AI, augmentation index; BP, blood pressure; CIs, confidence intervals; CIMT, carotid intima media thickness; ORs, odds ratios; Q1, first quartile; Q2, second quartile; Q3, third quartile; Q4, fourth quartile

^＊p＜0.05, ^＊＊p＜0.01, ^＊＊＊p＜0.001 with the first quartile as a reference

Covariates include age, sex, body mass index, brachial systolic blood pressure, heart rate, eGFR, dyslipidemia, diabetes mellitus, smoking, alcohol intake.

The combination of central BP and CIMT for new-onset HT was also evaluated (Table 4). Compared with the lower central BP and lower CIMT group, the multivariable-adjusted ORs (95% CIs) were as follows: 1.8 (1.3–2.3) for higher central BP and lower CIMT; 2.2 (1.7–2.9) for lower central BP and higher CIMT; and 2.3 (1.8–3.1) for higher central BP and higher CIMT. There was an offsetting effect between the central BP and CIMT on new-onset HT (p for interaction =0.0049), resulting in a small increase of OR in higher central BP and higher CIMT. A similar relationship was observed in groups aged ＜60 years and among females.
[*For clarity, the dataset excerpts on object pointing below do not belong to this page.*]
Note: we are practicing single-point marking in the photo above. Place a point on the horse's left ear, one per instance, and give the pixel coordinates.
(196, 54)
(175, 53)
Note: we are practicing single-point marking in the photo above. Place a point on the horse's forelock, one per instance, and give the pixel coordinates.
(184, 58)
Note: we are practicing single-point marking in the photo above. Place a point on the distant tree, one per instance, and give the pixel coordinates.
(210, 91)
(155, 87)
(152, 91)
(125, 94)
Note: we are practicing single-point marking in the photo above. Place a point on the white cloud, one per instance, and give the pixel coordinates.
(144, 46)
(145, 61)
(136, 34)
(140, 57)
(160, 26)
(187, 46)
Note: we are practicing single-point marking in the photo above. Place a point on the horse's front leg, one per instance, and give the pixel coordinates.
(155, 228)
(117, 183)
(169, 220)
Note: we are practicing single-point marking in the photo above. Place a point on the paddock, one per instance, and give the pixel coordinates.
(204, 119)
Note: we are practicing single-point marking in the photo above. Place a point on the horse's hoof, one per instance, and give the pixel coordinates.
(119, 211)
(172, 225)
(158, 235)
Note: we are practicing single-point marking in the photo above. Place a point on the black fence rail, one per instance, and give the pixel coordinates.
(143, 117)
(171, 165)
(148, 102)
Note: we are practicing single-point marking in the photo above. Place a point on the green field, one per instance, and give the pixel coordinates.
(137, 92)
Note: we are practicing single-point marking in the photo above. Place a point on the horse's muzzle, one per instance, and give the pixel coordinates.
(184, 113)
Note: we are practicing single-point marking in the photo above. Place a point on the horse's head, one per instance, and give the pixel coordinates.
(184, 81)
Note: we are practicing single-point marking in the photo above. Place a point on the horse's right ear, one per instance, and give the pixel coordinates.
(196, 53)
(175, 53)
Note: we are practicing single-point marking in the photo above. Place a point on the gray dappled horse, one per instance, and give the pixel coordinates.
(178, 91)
Table 4. Combination of central blood pressure and carotid intima media thickness for new-onset hypertension

	Lower central BP and Lower CIMT	Higher central BP and Lower CIMT	Lower central BP and Higher CIMT	Higher central BP and Higher CIMT	p for interaction
All	1.0 (Reference)	1.8 (1.3–2.3＊＊＊	2.2 (1.7–2.9)＊＊＊	2.3 (1.8–3.1)＊＊＊	0.0049
Age ＜60 years	1.0 (Reference)	1.7 (1.1–2.7)＊	1.5 (0.99–2.3)	2.2 (1.3–3.7)＊＊	0.016
Age ≥ 60 years	1.0 (Reference)	1.4 (0.96–2.1)	1.7 (1.2–2.3)＊＊	1.9 (1.2–3.0)＊＊	0.73
Male	1.0 (Reference)	1.2 (0.69–2.1)	1.2 (0.71–2.0)	1.3 (0.68–2.4)	0.23
Female	1.0 (Reference)	1.5 (1.02–2.1)＊	1.6 (1.2–2.1)＊＊	2.3 (1.6–3.4)＊＊＊	0.0055

BP, blood pressure; CIMT, carotid intima media thickness

^＊p＜0.05, ^＊＊p＜0.01, ^＊＊＊p＜0.001 with the first quartile as a reference

A higher central BP exceeded the median of 120 mmHg, while a higher CIMT exceeded the median of 0.60 mm. Covariates include age, sex, body mass index, brachial systolic blood pressure, heart rate, eGFR, dyslipidemia, diabetes mellitus, smoking, alcohol intake.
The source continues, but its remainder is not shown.